PKG_CHECK_MODULES(LIBXML2, libxml-2.0)

PKG_CHECK_MODULES(ZLIB, zlib, [AC_SUBST(ZLIB_PC, [zlib])],
                  [oldLIBS="$LIBS"
                  LIBS="$LIBS -lz" 
                  AC_MSG_CHECKING([for zlib without pkg-config])
                  AC_LINK_IFELSE([AC_LANG_PROGRAM([
                   #include <zlib.h>],[
                   z_stream zs;
                   deflateInit2(&zs, Z_DEFAULT_COMPRESSION, Z_DEFLATED,
                                -12, 9, Z_DEFAULT_STRATEGY);])],
                  [AC_MSG_RESULT(yes)
                   AC_SUBST([ZLIB_LIBS], [-lz])
                   AC_SUBST([ZLIB_CFLAGS], [])],
                  [AC_MSG_RESULT(no)
                   AC_ERROR([Could not build against zlib])])
                  LIBS="$oldLIBS"])

PKG_CHECK_MODULES(LIBPROXY, libproxy-1.0,
                [AC_SUBST(LIBPROXY_PC, libproxy-1.0)
                 AC_DEFINE([LIBPROXY_HDR], ["proxy.h"])
                 libproxy_pkg=yes],
                 libproxy_pkg=no)
dnl Libproxy *can* exist without a .pc file, and its header may be called
dnl libproxy.h in that case.
if (test "$libproxy_pkg" = "no"); then
   AC_MSG_CHECKING([for libproxy])
   oldLIBS="$LIBS"
   LIBS="$LIBS -lproxy"
   AC_LINK_IFELSE([AC_LANG_PROGRAM([#include <libproxy.h>],
                           [(void)px_proxy_factory_new();])],
          [AC_MSG_RESULT(yes (with libproxy.h))
           AC_DEFINE([LIBPROXY_HDR], ["libproxy.h"])
           AC_SUBST([LIBPROXY_LIBS], [-lproxy])],
          [AC_LINK_IFELSE([AC_LANG_PROGRAM([#include <proxy.h>],
                                  [(void)px_proxy_factory_new();])],
                  [AC_MSG_RESULT(yes (with proxy.h))
                   AC_DEFINE([LIBPROXY_HDR], ["proxy.h"])
                   AC_SUBST([LIBPROXY_LIBS], [-lproxy])],
                   [AC_MSG_RESULT(no)])])
   LIBS="$oldLIBS"
fi

PKG_CHECK_MODULES(LIBSTOKEN, stoken,
                [AC_SUBST(LIBSTOKEN_PC, stoken)
                 AC_DEFINE([LIBSTOKEN_HDR], ["stoken.h"])
                 libstoken_pkg=yes],
                 libstoken_pkg=no)

AC_CHECK_HEADER([if_tun.h],
    [AC_DEFINE([IF_TUN_HDR], ["if_tun.h"])],
    [AC_CHECK_HEADER([linux/if_tun.h],
        [AC_DEFINE([IF_TUN_HDR], ["linux/if_tun.h"])],
        [AC_CHECK_HEADER([net/if_tun.h],
            [AC_DEFINE([IF_TUN_HDR], ["net/if_tun.h"])],
            [AC_CHECK_HEADER([net/tun/if_tun.h],
                [AC_DEFINE([IF_TUN_HDR], ["net/tun/if_tun.h"])])])])])
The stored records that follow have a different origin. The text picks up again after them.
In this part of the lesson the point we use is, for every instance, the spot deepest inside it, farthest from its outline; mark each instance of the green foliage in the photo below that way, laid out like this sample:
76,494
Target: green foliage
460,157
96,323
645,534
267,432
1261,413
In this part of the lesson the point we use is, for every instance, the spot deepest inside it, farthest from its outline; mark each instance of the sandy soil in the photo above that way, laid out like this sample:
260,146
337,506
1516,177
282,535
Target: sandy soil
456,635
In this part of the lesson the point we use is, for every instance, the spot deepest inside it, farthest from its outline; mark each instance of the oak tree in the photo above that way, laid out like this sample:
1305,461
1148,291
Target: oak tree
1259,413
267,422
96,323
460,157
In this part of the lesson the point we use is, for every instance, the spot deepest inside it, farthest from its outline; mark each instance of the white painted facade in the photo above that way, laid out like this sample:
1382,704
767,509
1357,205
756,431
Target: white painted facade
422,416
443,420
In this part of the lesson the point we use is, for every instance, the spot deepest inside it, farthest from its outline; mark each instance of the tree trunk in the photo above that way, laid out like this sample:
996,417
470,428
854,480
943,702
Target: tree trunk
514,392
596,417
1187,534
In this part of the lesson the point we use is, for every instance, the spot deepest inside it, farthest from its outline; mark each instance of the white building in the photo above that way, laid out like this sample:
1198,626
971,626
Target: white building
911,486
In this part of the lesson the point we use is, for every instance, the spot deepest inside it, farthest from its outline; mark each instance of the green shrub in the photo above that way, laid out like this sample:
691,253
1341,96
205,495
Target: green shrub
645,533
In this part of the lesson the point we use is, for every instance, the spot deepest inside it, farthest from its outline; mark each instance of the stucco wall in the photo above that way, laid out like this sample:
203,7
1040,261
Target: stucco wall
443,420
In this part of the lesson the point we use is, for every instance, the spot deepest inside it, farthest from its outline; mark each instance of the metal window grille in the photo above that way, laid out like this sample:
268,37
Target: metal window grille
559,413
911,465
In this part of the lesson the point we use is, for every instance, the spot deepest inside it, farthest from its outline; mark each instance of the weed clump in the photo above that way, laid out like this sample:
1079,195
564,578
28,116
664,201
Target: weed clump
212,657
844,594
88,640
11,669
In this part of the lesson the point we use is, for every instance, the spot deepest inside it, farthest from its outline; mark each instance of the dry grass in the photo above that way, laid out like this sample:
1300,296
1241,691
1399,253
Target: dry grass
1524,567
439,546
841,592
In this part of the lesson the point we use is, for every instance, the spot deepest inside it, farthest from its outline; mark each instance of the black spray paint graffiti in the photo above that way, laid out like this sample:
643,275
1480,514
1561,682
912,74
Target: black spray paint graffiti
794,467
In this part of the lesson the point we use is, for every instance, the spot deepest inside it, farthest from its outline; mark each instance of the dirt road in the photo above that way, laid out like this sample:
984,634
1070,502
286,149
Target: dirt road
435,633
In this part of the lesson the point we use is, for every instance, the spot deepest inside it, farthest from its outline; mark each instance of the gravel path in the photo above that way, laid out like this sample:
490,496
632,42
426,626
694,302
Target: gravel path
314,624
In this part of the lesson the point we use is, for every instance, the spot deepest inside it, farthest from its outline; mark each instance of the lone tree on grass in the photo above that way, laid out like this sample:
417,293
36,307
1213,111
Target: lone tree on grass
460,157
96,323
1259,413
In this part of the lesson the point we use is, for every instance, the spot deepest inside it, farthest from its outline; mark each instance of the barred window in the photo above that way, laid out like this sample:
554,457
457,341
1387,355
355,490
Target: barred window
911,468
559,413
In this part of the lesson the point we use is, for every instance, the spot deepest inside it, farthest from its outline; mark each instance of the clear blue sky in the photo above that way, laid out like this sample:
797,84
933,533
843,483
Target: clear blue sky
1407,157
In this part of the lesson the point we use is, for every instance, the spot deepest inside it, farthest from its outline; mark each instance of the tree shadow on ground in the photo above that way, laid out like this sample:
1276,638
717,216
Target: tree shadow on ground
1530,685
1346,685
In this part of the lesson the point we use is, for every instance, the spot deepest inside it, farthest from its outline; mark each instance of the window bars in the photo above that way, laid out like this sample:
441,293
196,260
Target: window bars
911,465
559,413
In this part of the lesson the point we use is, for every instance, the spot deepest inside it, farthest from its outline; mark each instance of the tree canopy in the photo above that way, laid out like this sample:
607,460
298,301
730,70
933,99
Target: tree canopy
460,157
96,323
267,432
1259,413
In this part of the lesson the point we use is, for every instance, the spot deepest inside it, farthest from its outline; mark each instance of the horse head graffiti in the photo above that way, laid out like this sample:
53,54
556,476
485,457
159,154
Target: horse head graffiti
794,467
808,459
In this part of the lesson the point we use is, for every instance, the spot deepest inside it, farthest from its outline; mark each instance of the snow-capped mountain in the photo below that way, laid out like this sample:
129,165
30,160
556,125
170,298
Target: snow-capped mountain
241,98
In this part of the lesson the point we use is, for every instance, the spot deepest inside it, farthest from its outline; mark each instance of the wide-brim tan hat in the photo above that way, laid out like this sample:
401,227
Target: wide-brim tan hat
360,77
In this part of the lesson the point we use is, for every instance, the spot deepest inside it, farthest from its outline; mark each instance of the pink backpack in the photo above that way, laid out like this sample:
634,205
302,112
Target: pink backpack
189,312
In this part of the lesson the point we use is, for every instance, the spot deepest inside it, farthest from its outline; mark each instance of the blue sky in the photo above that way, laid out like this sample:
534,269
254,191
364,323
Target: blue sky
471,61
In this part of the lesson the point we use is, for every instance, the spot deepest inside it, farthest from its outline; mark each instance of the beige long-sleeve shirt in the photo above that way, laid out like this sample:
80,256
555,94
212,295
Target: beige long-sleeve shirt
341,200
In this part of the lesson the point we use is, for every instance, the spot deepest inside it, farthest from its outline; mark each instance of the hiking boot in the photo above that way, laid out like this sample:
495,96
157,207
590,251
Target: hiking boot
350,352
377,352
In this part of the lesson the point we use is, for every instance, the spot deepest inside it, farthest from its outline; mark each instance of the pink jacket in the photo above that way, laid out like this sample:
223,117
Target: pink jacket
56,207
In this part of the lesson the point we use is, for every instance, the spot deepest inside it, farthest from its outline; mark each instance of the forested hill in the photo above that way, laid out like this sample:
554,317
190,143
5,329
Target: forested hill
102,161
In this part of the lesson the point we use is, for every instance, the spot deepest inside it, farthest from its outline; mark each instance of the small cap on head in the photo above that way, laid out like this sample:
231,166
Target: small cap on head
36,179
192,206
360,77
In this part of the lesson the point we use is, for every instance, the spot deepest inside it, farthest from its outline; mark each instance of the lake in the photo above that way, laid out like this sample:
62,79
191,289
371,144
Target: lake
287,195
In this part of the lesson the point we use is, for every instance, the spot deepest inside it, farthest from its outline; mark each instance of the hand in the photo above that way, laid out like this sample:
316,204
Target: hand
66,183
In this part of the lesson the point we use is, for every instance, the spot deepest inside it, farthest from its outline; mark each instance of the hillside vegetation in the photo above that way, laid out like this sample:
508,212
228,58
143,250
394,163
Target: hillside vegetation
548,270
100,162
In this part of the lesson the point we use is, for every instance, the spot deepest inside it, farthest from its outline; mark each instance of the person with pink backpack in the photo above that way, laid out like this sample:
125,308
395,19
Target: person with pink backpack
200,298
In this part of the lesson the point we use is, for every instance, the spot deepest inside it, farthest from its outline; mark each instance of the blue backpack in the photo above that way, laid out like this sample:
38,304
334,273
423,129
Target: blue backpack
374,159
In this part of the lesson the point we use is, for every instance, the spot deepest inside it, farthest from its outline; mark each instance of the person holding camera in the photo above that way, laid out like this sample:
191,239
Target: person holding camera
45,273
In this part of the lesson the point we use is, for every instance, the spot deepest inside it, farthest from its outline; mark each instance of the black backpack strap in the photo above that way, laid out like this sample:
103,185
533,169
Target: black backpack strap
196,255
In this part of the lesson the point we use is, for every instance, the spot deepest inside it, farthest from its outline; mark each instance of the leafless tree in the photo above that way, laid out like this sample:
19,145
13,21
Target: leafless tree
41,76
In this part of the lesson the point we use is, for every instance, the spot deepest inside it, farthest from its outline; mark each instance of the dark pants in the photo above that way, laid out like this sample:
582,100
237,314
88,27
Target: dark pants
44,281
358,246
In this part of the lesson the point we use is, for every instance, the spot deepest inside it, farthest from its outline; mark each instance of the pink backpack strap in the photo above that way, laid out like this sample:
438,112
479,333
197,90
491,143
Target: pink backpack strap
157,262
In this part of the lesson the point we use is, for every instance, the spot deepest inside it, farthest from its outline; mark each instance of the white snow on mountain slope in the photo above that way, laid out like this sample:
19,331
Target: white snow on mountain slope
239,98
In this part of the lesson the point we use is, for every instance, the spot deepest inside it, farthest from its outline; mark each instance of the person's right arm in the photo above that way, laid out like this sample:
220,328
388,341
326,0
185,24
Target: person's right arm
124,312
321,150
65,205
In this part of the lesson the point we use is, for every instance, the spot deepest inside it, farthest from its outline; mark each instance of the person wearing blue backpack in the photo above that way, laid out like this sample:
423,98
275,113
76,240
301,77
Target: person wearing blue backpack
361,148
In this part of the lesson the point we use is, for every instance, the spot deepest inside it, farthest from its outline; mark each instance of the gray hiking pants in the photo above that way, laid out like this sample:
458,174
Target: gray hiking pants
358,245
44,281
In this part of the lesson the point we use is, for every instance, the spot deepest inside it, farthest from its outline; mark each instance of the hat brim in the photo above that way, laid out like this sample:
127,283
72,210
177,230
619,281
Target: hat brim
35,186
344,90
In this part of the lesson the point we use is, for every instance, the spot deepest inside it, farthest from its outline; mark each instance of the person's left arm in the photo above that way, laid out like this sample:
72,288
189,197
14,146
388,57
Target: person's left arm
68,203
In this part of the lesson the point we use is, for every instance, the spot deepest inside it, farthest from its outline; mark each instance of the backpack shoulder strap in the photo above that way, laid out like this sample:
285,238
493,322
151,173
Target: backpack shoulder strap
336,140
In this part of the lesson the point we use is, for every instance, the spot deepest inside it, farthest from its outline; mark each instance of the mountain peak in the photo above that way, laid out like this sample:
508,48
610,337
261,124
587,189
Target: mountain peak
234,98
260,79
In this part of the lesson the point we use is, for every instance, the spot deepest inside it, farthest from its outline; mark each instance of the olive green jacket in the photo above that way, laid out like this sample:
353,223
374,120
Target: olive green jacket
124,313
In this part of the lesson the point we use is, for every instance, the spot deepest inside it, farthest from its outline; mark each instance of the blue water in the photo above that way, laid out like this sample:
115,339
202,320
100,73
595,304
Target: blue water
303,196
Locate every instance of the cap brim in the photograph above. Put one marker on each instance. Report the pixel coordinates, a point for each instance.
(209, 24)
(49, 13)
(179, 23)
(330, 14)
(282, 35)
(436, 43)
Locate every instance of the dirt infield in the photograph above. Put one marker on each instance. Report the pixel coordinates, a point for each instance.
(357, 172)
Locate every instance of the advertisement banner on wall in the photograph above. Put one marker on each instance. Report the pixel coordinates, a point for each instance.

if test "$ssl_library" = "openssl" || test "$ssl_library" = "both"; then
    oldLIBS="$LIBS"
    LIBS="$LIBS $OPENSSL_LIBS"

    if test "$ssl_library" = "openssl"; then
        AC_MSG_CHECKING([for ENGINE_by_id() in OpenSSL])
        AC_LINK_IFELSE([AC_LANG_PROGRAM([#include <openssl/engine.h>],
                                        [ENGINE_by_id("foo");])],
                       [AC_MSG_RESULT(yes)
                        AC_DEFINE(HAVE_ENGINE, [1], [OpenSSL has ENGINE support])],
                       [AC_MSG_RESULT(no)
                        AC_MSG_NOTICE([Building without OpenSSL TPM ENGINE support])])
    fi

    AC_MSG_CHECKING([for dtls1_stop_timer() in OpenSSL])
    AC_LINK_IFELSE([AC_LANG_PROGRAM([#include <openssl/ssl.h>
                                     #include <stdlib.h>
                                     extern void dtls1_stop_timer(SSL *);],
                                    [dtls1_stop_timer(NULL);])],
                   [AC_MSG_RESULT(yes)
                    AC_DEFINE(HAVE_DTLS1_STOP_TIMER, [1], [OpenSSL has dtls1_stop_timer() function])],
                   [AC_MSG_RESULT(no)])
    LIBS="$oldLIBS"
fi

AC_PATH_PROG(PYTHON, [python], [], $PATH:/bin:/usr/bin)
if (test -n "${ac_cv_path_PYTHON}"); then
   AC_SUBST(PYTHON, ${ac_cv_path_PYTHON})
else
   AC_MSG_NOTICE([Python not found; not building HTML pages])
fi
AM_CONDITIONAL(BUILD_WWW, [test -n "${ac_cv_path_PYTHON}"])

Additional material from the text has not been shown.